22.7.07

fragmentos...

Então. Era quase meia noite e ele ainda estava acordado.

-Amor, já é meia noite.

-E daí?

O cigarro continuava na boca, apagado. A caneta na mão esquerda, a mão direita coçando o cabelo sujo. Eu estava quieta, esperando o cheiro de queimado do pão na assadeira passar. O ar estava pesado e eu não queria acompanha-lo em sua insônia acomodada.

-E daí que a última vez que você dormiu foi há dois dias atrás.

Ele apertou os olhos tentando extrair algo da sua cabeça - como se aquilo que estava em chamas houvesse esquecido de queimar os quartos dos fundos - enquanto tentava falar consigo mesmo e comigo, tudo ao mesmo tempo.

-É verdade, amor.

Eu tentei mais algumas vezes e desisti. Sempre tento sem muito esforço.

-Vou dormir então, óquei? Você não vem?

-Não! Quer café?

Eu me irritava com aquilo, mas no fundo achava doce e quase infantil esse traço de sua personalidade que foi e que seria eternamente o mesmo que sua mãe costumava reclamar de quando ele tinha dez anos de idade.

-Como vou querer café se vou dormir?

-Ai, desculpa!

Era assim que conseguia a atenção dele, fazendo o pobre coitado achar que tinha feito besteira. Se havia algo que o irritava, era achar que eu estava chateada ou magoada com ele, era um verdadeiro cavalheiro em sua forma mais rústica.

-Que nada... continua o que está fazendo.
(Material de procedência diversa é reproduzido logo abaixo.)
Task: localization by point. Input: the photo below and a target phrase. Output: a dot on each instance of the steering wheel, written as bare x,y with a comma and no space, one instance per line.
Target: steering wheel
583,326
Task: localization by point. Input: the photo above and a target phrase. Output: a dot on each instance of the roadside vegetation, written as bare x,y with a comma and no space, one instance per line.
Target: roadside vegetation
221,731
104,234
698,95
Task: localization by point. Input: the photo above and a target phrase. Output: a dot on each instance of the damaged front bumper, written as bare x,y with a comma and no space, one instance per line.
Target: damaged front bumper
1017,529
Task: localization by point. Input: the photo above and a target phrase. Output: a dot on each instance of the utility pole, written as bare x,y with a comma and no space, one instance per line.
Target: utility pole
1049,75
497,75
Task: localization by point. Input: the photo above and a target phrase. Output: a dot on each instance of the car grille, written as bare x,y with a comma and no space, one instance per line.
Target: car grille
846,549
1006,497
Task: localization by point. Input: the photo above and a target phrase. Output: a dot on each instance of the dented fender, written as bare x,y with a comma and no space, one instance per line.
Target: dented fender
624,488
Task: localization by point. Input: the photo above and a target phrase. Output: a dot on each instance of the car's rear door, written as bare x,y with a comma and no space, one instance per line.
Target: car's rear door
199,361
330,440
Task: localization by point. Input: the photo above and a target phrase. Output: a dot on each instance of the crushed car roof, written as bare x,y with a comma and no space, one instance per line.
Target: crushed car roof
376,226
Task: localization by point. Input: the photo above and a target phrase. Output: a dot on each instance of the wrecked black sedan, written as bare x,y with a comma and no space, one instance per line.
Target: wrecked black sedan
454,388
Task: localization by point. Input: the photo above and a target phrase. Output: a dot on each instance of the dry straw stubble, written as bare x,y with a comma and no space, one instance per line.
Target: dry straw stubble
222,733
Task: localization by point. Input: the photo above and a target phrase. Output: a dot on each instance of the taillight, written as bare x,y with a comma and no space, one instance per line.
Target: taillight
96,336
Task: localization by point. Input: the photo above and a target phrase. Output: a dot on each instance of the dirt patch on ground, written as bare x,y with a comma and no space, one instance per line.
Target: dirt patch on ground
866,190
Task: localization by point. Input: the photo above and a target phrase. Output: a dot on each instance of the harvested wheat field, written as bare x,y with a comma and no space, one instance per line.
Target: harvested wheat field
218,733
Depois vem deitar, está bem?

Andei até ele e o beijei. Ele se virou pra me beijar na boca e o cigarro caiu.

-Boa noite.

-Não vai pegar o cigarro?

-Deixa ele aí, quero parar com essa porcaria.

-Ótimo.

Ao me virar ele me puxou de volta pra bem perto. Às vezes ele agia como se esquecesse das coisas, mas fazia isso pra me irritar sendo um pouco bruto e brusco deixando meu rosto quente e vermelho de raiva casual.

-Olha, eu indo já, mudei de ideia, quero dormir com você! Só consigo dormir com você. Espera sentadinha aqui do meu lado.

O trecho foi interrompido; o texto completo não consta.